Un tempérament omnipotent et omniscient, une personnalité écrasante, un état de fusion avec "son" entreprise, une obsession du contrôle et de la centralisation, des relations humaines et un exercice hiérarchique brutaux, un storytelling personnifiant et sacralisant à l'excès, la succession pour tabou - qui, jusqu'à l'irruption de la crise pandémique, n'ont pas entravé l'ascension spectaculaire d'un groupe, GL Events, devenu leader mondial de l'événementiel -... qui côtoient des qualités, hors normes, de visionnaire et de bâtisseur plébiscitées  : ces propriétés entrepreneuriales, archétypales d'Olivier Ginon, sont inspirantes pour des enseignants-chercheurs en entrepreneuriat. Inspirantes et, pour partie, inquiétantes.
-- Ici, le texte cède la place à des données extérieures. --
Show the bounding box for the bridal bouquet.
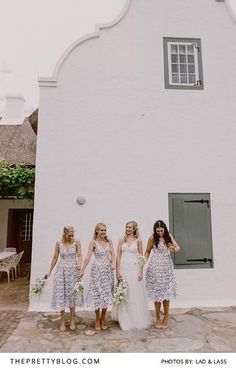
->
[113,279,128,306]
[137,254,147,267]
[74,281,84,296]
[31,278,46,297]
Aux yeux de Sylvain Audureau, chercheur en sciences de gestion (Esdes - Université catholique) et délégué général des Ateliers de l'entrepreneuriat humaniste, le "cocktail" autoritarisme - centralisation - insuffisante considération humaine est obsolète. "Il l'était partiellement avant la crise, il l'est définitivement aujourd'hui". L'hypertrophie du pouvoir tétanise la prise d'initiative et de risque, elle décourage la confrontation des intelligences puis l'hybridation du "mieux", du "meilleur collectif" qui peut en ressortir, elle enraye l'exercice des responsabilités, elle peut donc "bloquer", et même statufier l'entreprise. Espérer, dans ces conditions, accomplir la transformation exigée par les circonstances de la déflagration pandémique est "un vœu pieux".

Difficile pour une entreprise de modéliser une disruption si elle n'a pas, dès son germe, conféré au corps social le droit d'être disruptif. Et le chercheur de s'appuyer sur de nombreuses études qui le démontrent : la capacité de résilience des entreprises et celle de rompre avec des modèles dépassés reposent sur l'esprit, "réel, concret, quotidien, organisé, stimulé" de "contester, bousculer, et coopérer".

Humilité et sobriété

Cette double capacité est également conditionnée au climat, managérial et humain, déployé par le sommet de la pyramide.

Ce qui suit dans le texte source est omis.